Most family homes are held as joint tenants meaning each person owns the property jointly. So a typical basic mirror Will leaves everything to surviving spouse/partner on first death. However, there are risks to both the survivor’s inheritance and that of the beneficiaries.

On 1st death RISKS to the surviving partner's inheritance:

Care fees

The surviving spouse/partner may need care in the future. If so, the entire inherited estate

– including the family home – would be assessed by the local authority to pay for that care.

Remarriage

On first death, the estate is solely owned by the surviving spouse/partner. If they remarry, the will is automatically revoked, which could lead to children being disinherited.

Creditors or bankruptcy

If the surviving partner went bankrupt or was the subject of claims by creditors, the entire inherited estate would be at risk.

On 2nd death RISKS to your children's and other beneficiaries' inheritance:

Divorce

If children or other beneficiaries get divorced, half of what you intended them to receive could end up in the hands of their ex.

Care fees

If children and other beneficiaries need care in the future, their assets – including their inheritance from you – could be assessed to pay for the cost of that care.

Creditors or bankruptcy

The estate inherited by a beneficiary is at risk if they go bankrupt or are subject to claims from creditors.

Generational inheritance tax (IHT)

A Will typically divides up an estate between beneficiaries. This adds to the beneficiaries’ own estates, which could then be subject to inheritance tax on their deaths.

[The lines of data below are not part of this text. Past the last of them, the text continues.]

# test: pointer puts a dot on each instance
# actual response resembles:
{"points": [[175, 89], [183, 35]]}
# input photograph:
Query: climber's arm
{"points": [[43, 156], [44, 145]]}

The type of ownership of your home is changed at HM Land Registry from ‘joint tenants’ to ‘tenants in common’. Each partner now owns half of the home. In addition, the Will creates two trusts – one for each partner. On first death, the Deceased’s share of the property is passed into their Property Protection Trust (PPT) or Flexible Life Interest Trust (FLIT) via the Will. Only half of the property is at risk. Still qualifies for residence nil rate band if there are lineal descendants (children, grandchildren etc). The surviving spouse can continue to use the assets owned by the trust. Assets held in the discretionary trust don’t add to a beneficiary’s estate.

Now protected from:

Care fees

Assets held in the trust are not part of the beneficiary’s estates. This means these assets cannot be assessed to pay for care fees.

Remarriage

If the surviving partner remarries, the assets in the trust cannot be taken into the new marriage. The surviving partner can still use the assets in the Trust but children cannot be completely disinherited.

Divorce

None of the inheritance intended for children or other beneficiaries will be lost to their ex if they get divorced.

Creditors or bankruptcy

If a beneficiary goes bankrupt or is subject to claims by creditors, inheritance held in the trust would not be subject to these claims.

Generational inheritance tax (IHT)

The inheritance held in the Trust doesn’t add on to beneficiaries’ own estates so it won’t affect their inheritance tax (IHT) liability or that of future generations.